Few factors can cause SQL Server to scan a table.

  1. Hint has been used, such as undocumented table hint ForceScan, wrong index is specified for a table.
  2. No index can be utilized for seeking
  3. The query selects everthing, no where clause.
  4. Predicates are not selective.

There are 2 kinds of scans, Index Scan and and Heap Scan, they scan all the records in a set. (Actually, there are more, such as log row scan, access transaction logs, which is not commonly used by developers. Constant scan which convert constants to a set and then pipe it to next operator. But those are not discussed in this post.) Index Scan scans an index through its B-Tree from beginning to end or the end to beginning logically depending on the order specified in the query. It can be clustered or none-clustered. Graphical Query Plan shows them in different icons but they are the same essentially. I just said the scan is “logically” since an index scan can’t always guarantee the output oder if there is no ORDER BY specified. While scanning, the operator can perform filters where you can detect them from Predicate property in the property list of this operator.

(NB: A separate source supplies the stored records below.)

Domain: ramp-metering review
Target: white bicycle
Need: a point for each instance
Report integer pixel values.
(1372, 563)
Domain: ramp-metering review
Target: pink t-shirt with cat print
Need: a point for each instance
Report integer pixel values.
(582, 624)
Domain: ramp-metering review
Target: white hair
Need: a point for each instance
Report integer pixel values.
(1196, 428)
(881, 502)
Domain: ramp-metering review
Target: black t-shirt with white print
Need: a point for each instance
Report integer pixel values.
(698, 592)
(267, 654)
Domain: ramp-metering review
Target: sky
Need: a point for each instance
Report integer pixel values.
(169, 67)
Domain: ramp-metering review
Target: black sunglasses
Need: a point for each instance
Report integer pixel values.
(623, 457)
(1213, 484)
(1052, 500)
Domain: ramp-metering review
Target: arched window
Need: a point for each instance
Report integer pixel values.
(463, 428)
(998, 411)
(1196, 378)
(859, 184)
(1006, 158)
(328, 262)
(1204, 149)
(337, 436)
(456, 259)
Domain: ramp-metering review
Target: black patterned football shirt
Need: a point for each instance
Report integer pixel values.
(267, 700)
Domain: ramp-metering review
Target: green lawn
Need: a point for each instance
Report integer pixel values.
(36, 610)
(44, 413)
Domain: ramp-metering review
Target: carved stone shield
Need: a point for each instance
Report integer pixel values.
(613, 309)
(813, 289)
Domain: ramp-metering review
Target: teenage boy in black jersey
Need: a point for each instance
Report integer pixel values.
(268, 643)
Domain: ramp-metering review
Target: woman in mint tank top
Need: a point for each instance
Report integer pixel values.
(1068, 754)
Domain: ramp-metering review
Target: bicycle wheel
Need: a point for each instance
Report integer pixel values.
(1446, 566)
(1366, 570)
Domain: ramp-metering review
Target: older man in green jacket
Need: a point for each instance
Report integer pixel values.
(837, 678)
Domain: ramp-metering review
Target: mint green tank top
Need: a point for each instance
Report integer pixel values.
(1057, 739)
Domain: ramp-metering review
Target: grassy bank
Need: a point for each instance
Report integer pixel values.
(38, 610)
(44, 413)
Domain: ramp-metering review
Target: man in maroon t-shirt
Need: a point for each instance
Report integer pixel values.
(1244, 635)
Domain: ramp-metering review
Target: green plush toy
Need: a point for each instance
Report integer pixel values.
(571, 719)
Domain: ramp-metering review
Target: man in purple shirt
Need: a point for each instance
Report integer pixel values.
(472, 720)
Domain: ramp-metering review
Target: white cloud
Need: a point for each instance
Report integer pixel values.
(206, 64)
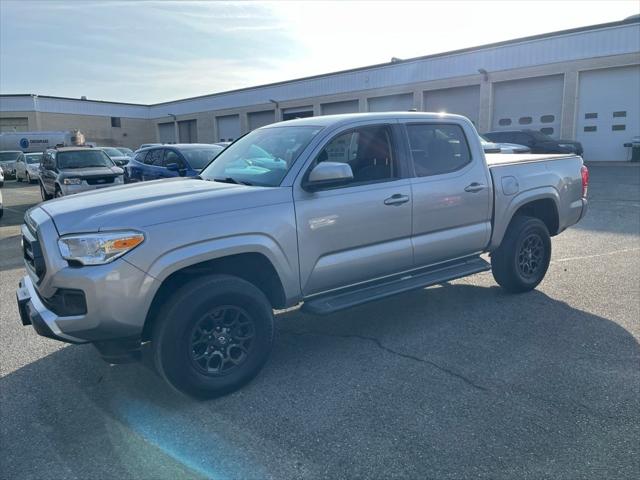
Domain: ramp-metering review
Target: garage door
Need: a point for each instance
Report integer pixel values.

Behind every operators, there’re formulars for cost estimate, so does index scan. After some research, I found that can be this:

CPU cost = 0.1581 ms + 0.0011 ms per extra row
IO cost = 3.125 ms + 0.7407 ms per extra page

If you have 2 rows in an index and both rows are in the same page, scanning them will take

CPU cost = 0.1582 + 0.0011 *1 = 0.1592 ms
IO cost = 3.125 + 0.7407 * 0 = 3.125 ms
Total cost = 0.1592 + 3.125= 3.2842 ms

Table scan can only happen to a heap. The operator first locates the extents from IAM, then goes to the data page and fetches rows back. Like index scan, it can have filters as well where it’s shown as Predicate property. This operator has its own cost formulars:

CPU cost = 0.0796 ms + 0.0011 ms per extra row
IO cost = 3.2035 + 0.7407 ms per extra page

If you have 2 rows in HEAP and both rows are in the same page, scanning them will take

CPU cost = 0.0796 + 0.0011 *1 = 0.0807ms
IO cost = 3.2035 + 0.7407 * 0 = 3.2035 ms
Total cost = 0.0807 + 3.2035 = 3.2842 ms

Obviously the starting CPU cost of HEAP scan is lower than starting Index Scan where starting IO cost of HEAP is higher than index scan. Put both IO and CPU cost together, the total estimated costs of both operator over same set of data are the same regardless how the data being organized.

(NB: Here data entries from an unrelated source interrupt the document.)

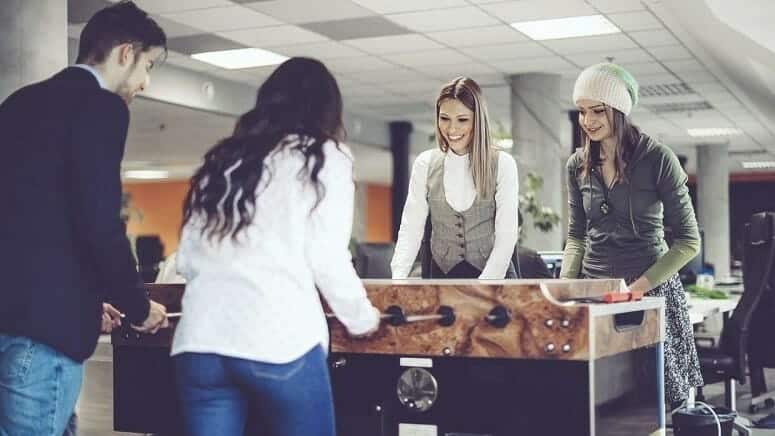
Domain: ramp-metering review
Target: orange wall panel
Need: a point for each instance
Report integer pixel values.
(378, 213)
(161, 205)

You might wonder how I know it. It’s simple. Run the query with one record in the table, you get the costs of the query, then insert one more record, free the cache, update the statisitcs, then run the query again, you will get the costs for 2 records. Repeat those steps for 3 records, 4, 5, …

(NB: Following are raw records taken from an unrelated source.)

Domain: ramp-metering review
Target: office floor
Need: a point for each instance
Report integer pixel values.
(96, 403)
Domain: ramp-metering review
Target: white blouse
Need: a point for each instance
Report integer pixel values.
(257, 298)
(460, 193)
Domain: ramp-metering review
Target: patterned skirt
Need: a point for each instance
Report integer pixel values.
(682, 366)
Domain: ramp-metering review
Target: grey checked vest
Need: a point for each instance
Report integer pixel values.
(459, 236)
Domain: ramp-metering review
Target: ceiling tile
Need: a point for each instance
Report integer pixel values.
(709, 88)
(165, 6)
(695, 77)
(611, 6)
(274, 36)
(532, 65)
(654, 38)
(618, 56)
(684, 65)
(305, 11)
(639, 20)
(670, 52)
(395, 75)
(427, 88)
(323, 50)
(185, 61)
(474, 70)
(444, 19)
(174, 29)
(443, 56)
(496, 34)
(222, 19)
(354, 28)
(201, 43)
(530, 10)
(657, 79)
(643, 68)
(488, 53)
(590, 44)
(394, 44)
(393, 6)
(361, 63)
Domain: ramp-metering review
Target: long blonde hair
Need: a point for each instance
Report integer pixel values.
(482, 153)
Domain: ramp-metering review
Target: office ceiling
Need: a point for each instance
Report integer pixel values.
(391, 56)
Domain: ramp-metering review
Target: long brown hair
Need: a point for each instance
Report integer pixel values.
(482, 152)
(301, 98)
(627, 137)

I create a HEAP with the fact that the size of the record can make a data page to hold 49 records. I used the method explained above and then write down the cost for every run. Well you can see that the IO cost jumps every 49 records (a page) in which CPU cost crease linearly. This cost models above might be helpful for educational purpose. It might not be suitable for the table with large set since I haven’t done it yet. But consider this, the costs of data accessing above are so high. It easily triggers parallel processing threshold. I guess when the table getting bigger, the cost model will be different for those 2 operators, but the concepts should be the same. I will blog it once I have it pointed out. Please be aware of that those models are not officially published by Microsoft and I am sure Microsoft will/might have different definitions than I do

From there, we can see that keeping table or index narrow is the key of the performance. If you have table with large values, varchar(max), you set large value types out of row false, this will improve the performance only when you need to retrieve those large values in your query, but it will hurt the performce when they are not needed.